Definition of DNS attacks

What is the definition of DNS attacks? The term refers to a type of cyber attack in which malicious hackers target an organization’s DNS servers, which hold domain names that the hackers seek. They can then carry out the assaults listed below once they obtain those domain names. In addition, bad actors can potentially check for vulnerabilities in a system to exploit.

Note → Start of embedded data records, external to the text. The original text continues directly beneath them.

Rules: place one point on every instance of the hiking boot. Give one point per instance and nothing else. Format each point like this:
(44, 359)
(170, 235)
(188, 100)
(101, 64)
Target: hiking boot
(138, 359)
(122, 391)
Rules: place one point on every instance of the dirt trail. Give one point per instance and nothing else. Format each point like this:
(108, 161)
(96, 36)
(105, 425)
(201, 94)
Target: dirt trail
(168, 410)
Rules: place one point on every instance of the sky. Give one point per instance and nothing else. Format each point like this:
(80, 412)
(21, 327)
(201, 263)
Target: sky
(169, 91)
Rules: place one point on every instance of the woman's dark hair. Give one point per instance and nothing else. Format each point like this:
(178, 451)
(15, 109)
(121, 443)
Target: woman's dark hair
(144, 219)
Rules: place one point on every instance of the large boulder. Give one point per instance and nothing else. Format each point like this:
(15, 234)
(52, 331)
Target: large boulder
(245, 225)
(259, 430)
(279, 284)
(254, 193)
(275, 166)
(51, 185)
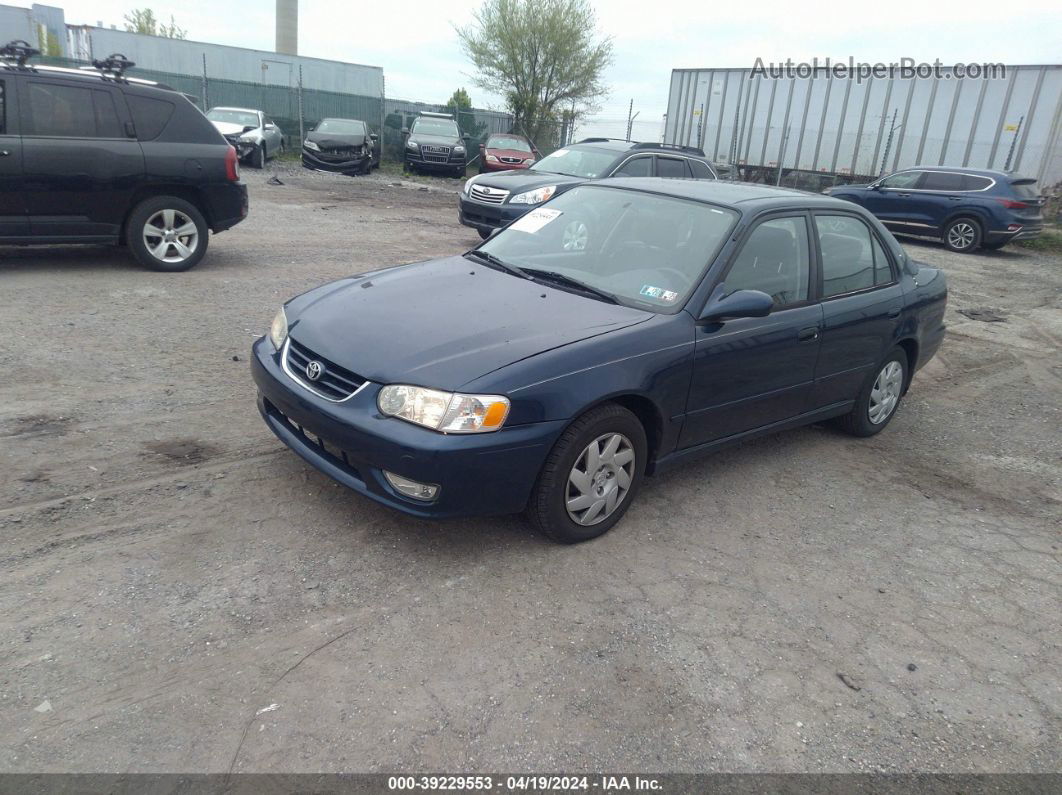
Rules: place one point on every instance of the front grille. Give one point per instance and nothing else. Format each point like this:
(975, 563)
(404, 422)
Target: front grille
(336, 383)
(486, 194)
(435, 154)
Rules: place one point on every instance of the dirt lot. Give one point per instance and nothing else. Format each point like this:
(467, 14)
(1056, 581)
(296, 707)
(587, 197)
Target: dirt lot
(181, 592)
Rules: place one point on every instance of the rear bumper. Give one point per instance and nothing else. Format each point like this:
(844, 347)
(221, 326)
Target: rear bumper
(227, 205)
(487, 217)
(478, 474)
(340, 167)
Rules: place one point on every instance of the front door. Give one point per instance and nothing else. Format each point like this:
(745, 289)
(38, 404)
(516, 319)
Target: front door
(753, 372)
(81, 166)
(13, 221)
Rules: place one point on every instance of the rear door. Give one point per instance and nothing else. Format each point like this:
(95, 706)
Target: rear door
(13, 220)
(861, 306)
(81, 165)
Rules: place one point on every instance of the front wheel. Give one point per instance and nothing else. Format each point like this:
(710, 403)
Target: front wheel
(963, 235)
(167, 234)
(879, 398)
(591, 477)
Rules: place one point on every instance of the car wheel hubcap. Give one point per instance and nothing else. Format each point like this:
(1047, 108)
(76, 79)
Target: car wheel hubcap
(961, 236)
(576, 236)
(885, 395)
(600, 479)
(171, 236)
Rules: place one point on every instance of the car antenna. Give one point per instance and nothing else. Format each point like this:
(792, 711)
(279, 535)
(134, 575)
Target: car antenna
(116, 64)
(18, 51)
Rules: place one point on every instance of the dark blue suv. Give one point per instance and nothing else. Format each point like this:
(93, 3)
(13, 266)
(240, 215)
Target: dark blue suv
(965, 208)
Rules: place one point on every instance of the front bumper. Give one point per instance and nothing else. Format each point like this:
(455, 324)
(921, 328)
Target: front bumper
(486, 217)
(339, 165)
(478, 474)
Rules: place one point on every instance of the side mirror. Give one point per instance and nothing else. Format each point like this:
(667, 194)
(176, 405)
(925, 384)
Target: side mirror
(739, 304)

Any attack against the availability or stability of a network’s DNS service is referred to as a DNS attack. DNS assaults include cache poisoning and other attacks that use DNS as a method as part of a larger attack strategy.

3 prevalent DNS attacks that you need to know

  1. DNS poisoning

A DNS poisoning, commonly known as DNS cache poisoning or DNS spoofing attack, ruins the DNS server by replacing the original IP address with a fraudulent one stored in the server’s cache memory. Attackers employ this approach to divert web traffic to a hacker-controlled website where sensitive data is harvested. Furthermore, these malicious websites are frequently used to infect end users’ computers with viruses or worms, giving the threat actor long-term access to the machine and any data it saves.

  1. Amplification attack

An amplification attack is any attack in which the attacker can multiply their power by using an amplification factor. Amplification attacks are “asymmetric.” What does this mean? This is when an attacker only needs a small number of low levels of resources to cause a much larger number or higher level of target resources to malfunction or fail. Some of the most widespread amplification attacks are, for example, Fraggle Attacks (UDP amplification), Smurf Attacks (ICMP amplification), and DNS Amplification.

  1. DNS tunneling

DNS Tunneling is the last major DNS attack. It uses DNS to encrypt (tunnel) malware and other data in DNS requests and responses (client-server way).

In a nutshell, here is how it works. First, a criminal registers a domain and links it to its own name server. In this final phase, a tunneling trojan is installed. A machine that has been infected makes a request to a DNS resolution server. DNS requests can freely get through firewalls because DNS is authorized. Here is when the risk begins. The resolver forwards the request to the criminal’s server, which establishes a link between the criminal and the target via the DNS resolution server. Because there is no direct link between the target and the criminal, the criminal’s computer is hidden and difficult to detect.

Is it possible to be protected?

You now realize how dangerous DNS hacks may be. Here are some strategies for dealing with them:

  • Implement DNSSEC. DNSSEC (Domain Name System Security Extensions) is a DNS security extension. It gives DNS data that travels the internet with cryptographic verification, validating the source and integrity of the DNS data.
  • Use Monitoring service. Monitoring outgoing and inbound queries is the first step in discovering abnormalities. Furthermore, the context information offered by your answer data allows for a more thorough forensic investigation.
  • Install a firewall. A firewall is a network security solution (hardware, software, or both) that protects networks by utilizing certain functionality and security rules. Incoming and outgoing traffic monitoring, traffic filtering, unauthorized outsider access blocking, suspicious traffic blocking, and dangerous program blocking are just some of the features available.

Conclusion

You are now familiar with the most popular DNS attacks – DNS poisoning, Amplification attack, and DNS tunneling. So, if you want to protect yourself against them, you could implement DNSSEC, Install a firewall or use a Monitoring service for your traffic.